Les ventes, elles, s’élèvent à 1,5 million et le titre revendique entre 10 000 et 12 000 acheteurs en fonction de l’actualité et 2 700 abonnés. Des chiffres beaucoup moins importants que ceux affichés par ses concurrents directs – qui n’hésitent pas à parler de 40 000 ou 50 000 lecteurs –, mais sans doute beaucoup plus proches de la réalité. La rédaction, confiée au jeune Khaled Saghié depuis le décès de Joseph Samaha, compte près de 80 personnes.
Dès le départ, al-Akhbar a construit son développement en tenant compte des aléas économiques et du déclin du marché publicitaire de la presse au Liban. « L’idée de produire uniquement un quotidien imprimé est absurde, affirme Bejjani. Nous cherchons à produire des nouvelles, mais le support écrit n’est que l’un des supports. » Al-Akhbar mise, à long terme, sur Internet et le multimédia. Le titre a ainsi investi 45 000 dollars dans le logiciel RapidBrowser qui permet aux journalistes d’écrire des articles, mais aussi de produire des sons ou des vidéos. « La publicité sur Internet ne s’est pas encore développée au Liban, mais dans le reste du monde elle progresse de 100 % chaque année », constate Bejjani.
Outre sa version al-Akhbar Qatar, le quotidien table aujourd’hui, pour combler son déficit, sur une deuxième stratégie : la syndication, ou l’échange de contenus avec d’autres médias. « Il s’agit d’utiliser nos journalistes et nos ressources humaines pour fabriquer d’autres contenus que celui du quotidien », explique Bejjani. Le journal danois Information, qui n’a pas de correspondant au Liban, a déjà acheté, pour 30 000 dollars, des articles d’al-Akhbar traduits et retravaillés. Des quotidiens suisse et hollandais seraient également intéressés par ce type de service. La chaîne de télévision BBC pourrait elle acheter prochainement des vidéos réalisées par les journalistes d’al-Akhbar, en cas d’actualité chaude.
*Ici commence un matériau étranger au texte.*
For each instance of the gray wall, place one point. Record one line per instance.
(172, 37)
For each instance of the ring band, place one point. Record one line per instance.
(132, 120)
Al-Akhbar, né en juillet 2006, a été fondé par les journalistes Joseph Samaha et Ibrahim al-Amine. Deux hommes d’affaires sont les premiers à soutenir le projet, en déboursant 100 000 dollars : Fady Agha, un Libanais sunnite qui vit aux États-Unis, et l’Irako-Libano-Arménien Vahan Boghossian. Un groupe de Libanais basés à Londres et réunis autour de l’économiste Hassan Khalil apportent deux millions supplémentaires. Ils sont les principaux investisseurs et propriétaires du journal. « Nous sommes farouchement de gauche, la moitié de notre rédaction est communiste. Nous croyons à la résistance comme à un droit pour tous et nous essayons de jeter un pavé dans la mare… D’ailleurs, nous sommes critiqués de tous les côtés ! Mais avant tout, nous sommes des journalistes professionnels. Notre défi est de ne pas être le journal de l’opposition, mais un journal d’opposition », résume Bejjani.